Je me suis dit que je devais sortir de ma zone de confort – c’était toujours dans mes pensées. Avec mon partenaire actuel, qui aime également découvrir de nouveaux horizons, nous sommes allés en Inde et au Japon. Ce sont les expériences que je chéries, parce que nous partions pour des pays qui sont complètement différents.
Vous avez grandi sur une ferme dans la campagne manitobaine, cadette d’une famille de neuf enfants. Comment votre enfance a-t-elle façonné votre personnalité?
Quand on vit sur une ferme, toute la famille participe aux travaux, que ce soit de traire les vaches ou de soigner les poules et les cochons, ou encore, de s’occuper des grands jardins et des champs. Je participais même à la boucherie. Je n’ai pas froid aux yeux. Ces expériences m’ont enseigné l’importance d’être engagée aux travaux et d’être organisée.
J’aime beaucoup travailler en plein air. J’adorais travailler, et j’aimais être dehors. Le plein air a toujours été vraiment important parce que c’est un lieu de ressourcement. Mon mari et moi aimions partir en canot, avec nos sacs à dos remplis de provisions, pour explorer les régions du Manitoba et de l’Ouest de l’Ontario.
Je suis profondément fière de mes racines qui remontent à St-Pierre-Jolys et à Saint-Joseph, au Manitoba, où mes ancêtres, les familles Gagné-Hirbour, Joubert, Delorme et Fontaine, se sont installées au 19e siècle. Ma famille et moi avons compilé leurs histoires dans un livre qu’on appelle « Une histoire de cœur ».

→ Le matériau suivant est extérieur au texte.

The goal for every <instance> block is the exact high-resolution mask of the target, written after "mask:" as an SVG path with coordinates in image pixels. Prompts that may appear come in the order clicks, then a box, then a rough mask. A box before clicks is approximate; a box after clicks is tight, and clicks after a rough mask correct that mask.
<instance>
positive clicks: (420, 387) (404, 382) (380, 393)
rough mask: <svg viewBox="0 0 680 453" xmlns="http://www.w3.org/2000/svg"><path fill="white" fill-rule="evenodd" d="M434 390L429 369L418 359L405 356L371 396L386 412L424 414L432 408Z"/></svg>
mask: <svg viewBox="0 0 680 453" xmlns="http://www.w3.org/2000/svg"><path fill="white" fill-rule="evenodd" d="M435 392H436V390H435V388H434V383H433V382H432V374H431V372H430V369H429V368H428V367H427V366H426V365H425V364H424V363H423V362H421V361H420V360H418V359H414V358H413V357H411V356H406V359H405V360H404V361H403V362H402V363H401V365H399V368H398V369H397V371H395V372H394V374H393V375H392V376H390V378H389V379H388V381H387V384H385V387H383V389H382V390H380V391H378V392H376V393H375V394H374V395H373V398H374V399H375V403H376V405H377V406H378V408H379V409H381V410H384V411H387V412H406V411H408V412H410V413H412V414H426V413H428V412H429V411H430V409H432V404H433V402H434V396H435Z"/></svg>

C’est ce bagage historique, familial et personnel qui continue de me guider au Sénat.
Vous êtes une fière Franco-Manitobaine qui se passionne pour les communautés francophones minoritaires du Canada. Comment célébrez-vous votre identité francophone?
J’ai toujours eu à cœur de contribuer au développement de ma communauté. Je me suis engagée à m’impliquer tout au long de ma carrière, soit en tant que membre de conseils d’administration ou en participant à diverses initiatives. Pour moi, c’est important d’être impliquée plutôt que de simplement être spectatrice.
C’est aussi important de célébrer notre francophonie, d’avoir des occasions pour se rencontrer et d’échanger. Il faut aussi promouvoir la francophonie manitobaine, la francophonie de l’Ouest canadien et la francophonie canadienne.